Issue-wise Detailed Analysis:
1. Jurisdiction of the Commissioner of Income-tax under section 33B: The Commissioner of Income-tax issued a notice under section 33B of the Indian Income-tax Act, 1922, to the assessee for the assessment year 1960-61, questioning the validity of the initial capital, sale of ornaments, income from business, and investments. The Commissioner found the assessment erroneous and prejudicial to the interests of the revenue, citing lack of jurisdiction by the Income-tax Officer and insufficient enquiry into the assessee's claims. The Tribunal initially ruled in favor of the assessee, stating that the Commissioner could not rely on previous years' assessments (1955-56 to 1959-60) to conclude that the 1960-61 assessment was erroneous. However, the Supreme Court upheld the Commissioner's jurisdiction under section 33B, emphasizing that the Commissioner could cancel an erroneous assessment even if the income was voluntarily returned by the assessee. The Court cited Rampyari Devi Saraogi v. Commissioner of Income-tax, supporting the view that the Commissioner has ample jurisdiction to cancel an assessment if it is prejudicial to the interests of the revenue.
2. Consideration of records from previous assessment years (1955-56 to 1959-60) for the assessment year 1960-61: The Tribunal had held that the Commissioner could not consider the records of previous assessment years (1955-56 to 1959-60) while assessing the year 1960-61. The High Court, however, did not pronounce an opinion on whether the Commissioner could consider materials from previous years, focusing instead on the jurisdictional issue. The Supreme Court supported the High Court's view that the assessment order for 1960-61 was erroneous due to the Income-tax Officer's lack of jurisdiction, which was sufficient grounds for the Commissioner to set aside the assessment.
3. Validity of the initiation of proceedings under section 33B after the repeal of the Indian Income-tax Act, 1922: A third question was whether the Commissioner could lawfully initiate proceedings under section 33B on June 25, 1963, after the repeal of the Indian Income-tax Act, 1922, by the Income-tax Act, 1961. The High Court declined to answer this question as it was not pressed by the assessee. The Supreme Court did not address this issue further, focusing on the jurisdictional and procedural aspects of the case.

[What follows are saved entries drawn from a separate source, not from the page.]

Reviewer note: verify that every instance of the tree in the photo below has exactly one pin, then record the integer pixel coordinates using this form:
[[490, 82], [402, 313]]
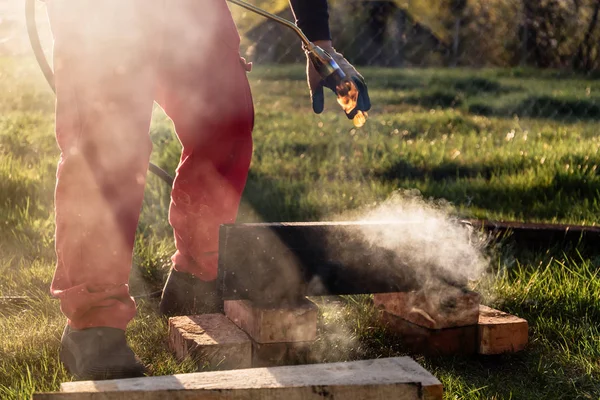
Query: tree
[[587, 53]]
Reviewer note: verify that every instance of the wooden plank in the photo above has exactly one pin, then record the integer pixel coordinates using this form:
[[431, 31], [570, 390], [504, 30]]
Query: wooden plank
[[269, 262], [536, 235], [390, 378], [500, 332], [434, 310], [433, 342], [211, 340], [274, 325], [273, 263]]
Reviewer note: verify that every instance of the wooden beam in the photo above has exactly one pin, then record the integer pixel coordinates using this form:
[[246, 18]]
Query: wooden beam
[[390, 378], [271, 263], [448, 308], [500, 332], [212, 341], [278, 263]]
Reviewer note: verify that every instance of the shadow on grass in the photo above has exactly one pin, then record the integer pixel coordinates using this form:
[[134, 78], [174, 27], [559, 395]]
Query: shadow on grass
[[438, 98], [450, 170], [543, 107], [266, 199], [472, 86], [562, 197]]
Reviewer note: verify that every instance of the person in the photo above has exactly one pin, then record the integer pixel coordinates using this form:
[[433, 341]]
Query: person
[[112, 60]]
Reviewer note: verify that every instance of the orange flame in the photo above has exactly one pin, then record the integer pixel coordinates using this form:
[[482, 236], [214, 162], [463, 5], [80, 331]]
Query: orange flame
[[348, 98]]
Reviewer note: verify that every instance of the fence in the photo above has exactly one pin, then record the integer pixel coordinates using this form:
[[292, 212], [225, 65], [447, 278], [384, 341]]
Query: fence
[[503, 33]]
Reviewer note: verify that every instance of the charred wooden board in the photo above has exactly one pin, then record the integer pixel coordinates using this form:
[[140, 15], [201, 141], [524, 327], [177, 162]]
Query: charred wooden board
[[279, 263], [540, 235]]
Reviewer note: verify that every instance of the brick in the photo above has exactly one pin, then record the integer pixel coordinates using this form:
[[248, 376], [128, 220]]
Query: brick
[[274, 325], [435, 342], [500, 332], [211, 340], [433, 310], [386, 378]]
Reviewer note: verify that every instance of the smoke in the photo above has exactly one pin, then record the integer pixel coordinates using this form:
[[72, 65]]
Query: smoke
[[427, 238]]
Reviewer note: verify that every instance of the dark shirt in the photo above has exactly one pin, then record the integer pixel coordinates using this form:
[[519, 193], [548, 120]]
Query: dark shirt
[[312, 16]]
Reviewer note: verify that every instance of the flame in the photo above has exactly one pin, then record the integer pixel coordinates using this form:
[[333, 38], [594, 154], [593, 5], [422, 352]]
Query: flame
[[347, 93]]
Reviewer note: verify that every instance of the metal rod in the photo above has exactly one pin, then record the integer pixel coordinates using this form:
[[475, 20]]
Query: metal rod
[[275, 18]]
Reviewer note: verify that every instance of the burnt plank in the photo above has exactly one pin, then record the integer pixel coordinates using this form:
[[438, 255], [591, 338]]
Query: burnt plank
[[279, 263]]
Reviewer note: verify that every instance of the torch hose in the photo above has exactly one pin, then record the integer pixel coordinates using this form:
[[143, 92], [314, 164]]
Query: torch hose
[[38, 51]]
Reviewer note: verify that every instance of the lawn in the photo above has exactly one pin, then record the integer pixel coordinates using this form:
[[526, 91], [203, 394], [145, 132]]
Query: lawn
[[496, 144]]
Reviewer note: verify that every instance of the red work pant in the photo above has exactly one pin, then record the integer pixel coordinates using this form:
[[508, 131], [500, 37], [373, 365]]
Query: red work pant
[[112, 59]]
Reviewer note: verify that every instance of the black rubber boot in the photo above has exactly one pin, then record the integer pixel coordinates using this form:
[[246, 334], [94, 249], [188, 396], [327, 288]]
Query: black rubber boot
[[184, 294], [98, 354]]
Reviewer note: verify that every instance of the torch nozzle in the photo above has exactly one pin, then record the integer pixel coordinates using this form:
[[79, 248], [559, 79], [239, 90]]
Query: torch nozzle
[[328, 69]]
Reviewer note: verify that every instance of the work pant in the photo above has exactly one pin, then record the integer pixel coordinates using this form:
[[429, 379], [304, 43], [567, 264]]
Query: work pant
[[112, 59]]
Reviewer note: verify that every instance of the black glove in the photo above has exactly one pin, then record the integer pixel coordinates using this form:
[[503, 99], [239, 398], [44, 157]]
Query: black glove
[[316, 84]]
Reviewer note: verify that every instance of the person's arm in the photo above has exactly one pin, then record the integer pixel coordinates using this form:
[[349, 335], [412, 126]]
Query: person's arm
[[312, 16]]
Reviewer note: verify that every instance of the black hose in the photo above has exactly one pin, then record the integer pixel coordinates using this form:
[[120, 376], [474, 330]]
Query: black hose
[[38, 51]]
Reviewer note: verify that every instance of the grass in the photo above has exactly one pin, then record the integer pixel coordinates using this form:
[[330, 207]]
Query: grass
[[497, 144]]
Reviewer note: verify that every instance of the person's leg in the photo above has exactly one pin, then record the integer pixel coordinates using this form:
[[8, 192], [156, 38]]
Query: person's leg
[[204, 89], [104, 59]]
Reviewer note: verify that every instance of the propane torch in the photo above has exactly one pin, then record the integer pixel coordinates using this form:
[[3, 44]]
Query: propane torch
[[329, 70]]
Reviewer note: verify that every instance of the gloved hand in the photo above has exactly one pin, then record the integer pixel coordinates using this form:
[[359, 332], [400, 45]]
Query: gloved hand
[[316, 84]]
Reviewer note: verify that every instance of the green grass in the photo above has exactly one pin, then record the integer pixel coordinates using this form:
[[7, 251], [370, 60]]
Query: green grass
[[497, 144]]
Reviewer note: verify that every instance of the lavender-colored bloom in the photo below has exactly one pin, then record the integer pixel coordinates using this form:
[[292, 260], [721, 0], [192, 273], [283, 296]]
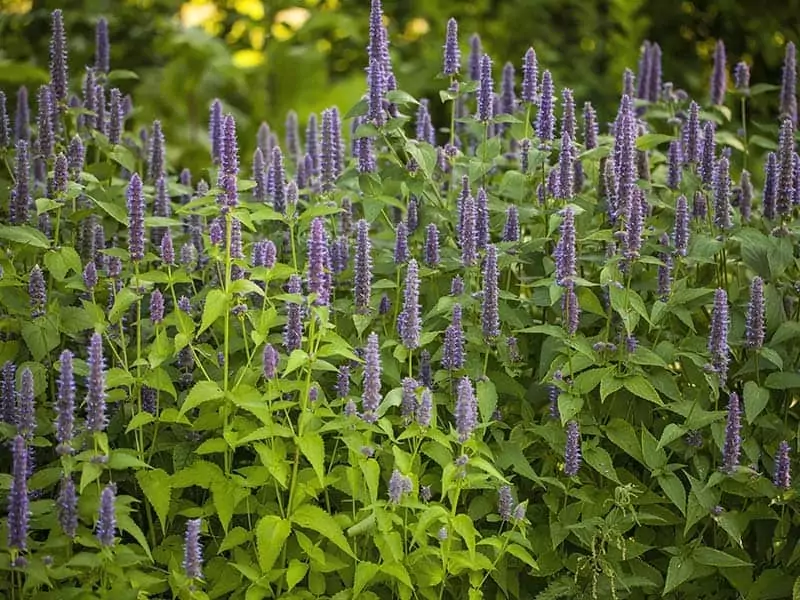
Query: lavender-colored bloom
[[485, 91], [20, 201], [718, 335], [674, 160], [106, 527], [755, 329], [452, 54], [789, 84], [424, 410], [193, 551], [571, 310], [59, 78], [409, 325], [530, 76], [37, 292], [475, 54], [545, 119], [363, 267], [18, 504], [572, 450], [722, 188], [67, 507], [371, 389], [719, 75], [343, 382], [783, 476], [156, 307], [466, 412], [408, 404], [468, 232], [505, 502], [770, 195], [401, 252], [96, 386], [785, 157], [490, 316], [215, 130], [733, 438], [680, 234], [65, 404], [319, 279], [453, 349], [565, 251], [741, 76]]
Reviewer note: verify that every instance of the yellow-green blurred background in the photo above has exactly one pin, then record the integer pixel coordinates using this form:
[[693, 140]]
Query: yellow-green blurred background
[[264, 57]]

Conclusion: The Supreme Court upheld the Commissioner's jurisdiction under section 33B to cancel the assessment for the year 1960-61, finding the Income-tax Officer's assessment erroneous and prejudicial to the interests of the revenue. The Court dismissed the appeal, affirming the High Court's decision that the Commissioner had sufficient grounds to set aside the assessment due to jurisdictional errors and lack of proper enquiry by the Income-tax Officer. The appeal was dismissed with costs.